Last verified: March 22, 2026 | Learn more about our methodology

📋 Quick Answer

CHESHIRE COUNTY HOME in WESTMORELAND, NH was cited for violations during a health inspection on September 11, 2025.

Federal regulations establish this threshold as a baseline standard for safe medication management in long-term care facilities.

What this means: Health inspections identify deficiencies that facilities must correct. Violations range from minor documentation issues to serious safety concerns. Review the full report below for specific details and facility response.

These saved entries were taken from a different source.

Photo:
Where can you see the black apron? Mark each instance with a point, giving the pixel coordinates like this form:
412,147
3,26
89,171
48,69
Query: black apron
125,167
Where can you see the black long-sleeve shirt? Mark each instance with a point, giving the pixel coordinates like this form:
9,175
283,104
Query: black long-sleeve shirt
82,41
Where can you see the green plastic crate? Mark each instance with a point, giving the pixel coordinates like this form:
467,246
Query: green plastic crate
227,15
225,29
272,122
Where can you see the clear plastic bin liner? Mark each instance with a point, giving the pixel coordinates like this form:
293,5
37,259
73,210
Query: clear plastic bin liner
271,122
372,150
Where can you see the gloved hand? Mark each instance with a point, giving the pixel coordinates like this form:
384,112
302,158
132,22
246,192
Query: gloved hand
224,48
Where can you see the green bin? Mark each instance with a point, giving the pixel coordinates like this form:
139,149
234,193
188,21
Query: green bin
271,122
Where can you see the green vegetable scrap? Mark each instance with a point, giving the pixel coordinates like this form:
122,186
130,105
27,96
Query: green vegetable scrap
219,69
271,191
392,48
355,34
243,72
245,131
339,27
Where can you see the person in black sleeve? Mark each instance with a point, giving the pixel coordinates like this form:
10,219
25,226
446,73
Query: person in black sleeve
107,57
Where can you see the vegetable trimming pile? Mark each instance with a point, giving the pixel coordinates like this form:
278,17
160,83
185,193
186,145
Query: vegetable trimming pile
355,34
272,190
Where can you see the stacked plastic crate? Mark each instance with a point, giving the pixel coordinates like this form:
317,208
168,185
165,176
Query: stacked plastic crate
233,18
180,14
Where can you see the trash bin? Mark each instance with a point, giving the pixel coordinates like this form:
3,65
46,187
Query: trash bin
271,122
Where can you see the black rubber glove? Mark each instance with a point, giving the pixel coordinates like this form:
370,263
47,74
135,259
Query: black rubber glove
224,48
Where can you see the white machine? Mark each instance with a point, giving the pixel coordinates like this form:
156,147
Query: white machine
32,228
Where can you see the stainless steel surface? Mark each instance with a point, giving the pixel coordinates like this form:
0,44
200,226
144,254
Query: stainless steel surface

Frequently Asked Questions

What happened at CHESHIRE COUNTY HOME?
Federal regulations establish this threshold as a baseline standard for safe medication management in long-term care facilities.
How serious are these violations?
Violation severity varies from minor documentation issues to serious safety concerns. Review the inspection report for specific deficiency codes and scope. All violations must be corrected within required timeframes and are subject to follow-up verification inspections.
What should families do?
Families should: (1) Ask facility administration about specific corrective actions taken, (2) Request to see the follow-up inspection report verifying corrections, (3) Check if this represents a pattern by reviewing prior inspection reports, (4) Compare this facility's ratings with other nursing homes in WESTMORELAND, NH, (5) Report any new concerns directly to state authorities.
Where can I see the full inspection report?
The complete inspection report is available on Medicare.gov's Care Compare website (www.medicare.gov/care-compare). You can also request a copy directly from CHESHIRE COUNTY HOME or from the state Department of Health. The report includes specific deficiency codes, facility responses, and correction timelines. This facility's federal provider number is 305054.
Has this facility had violations before?
To check CHESHIRE COUNTY HOME's history, visit Medicare.gov's Care Compare and review their inspection history, quality ratings, and staffing levels. Look for patterns of repeated violations, especially in critical areas like abuse prevention, medication management, infection control, and resident safety.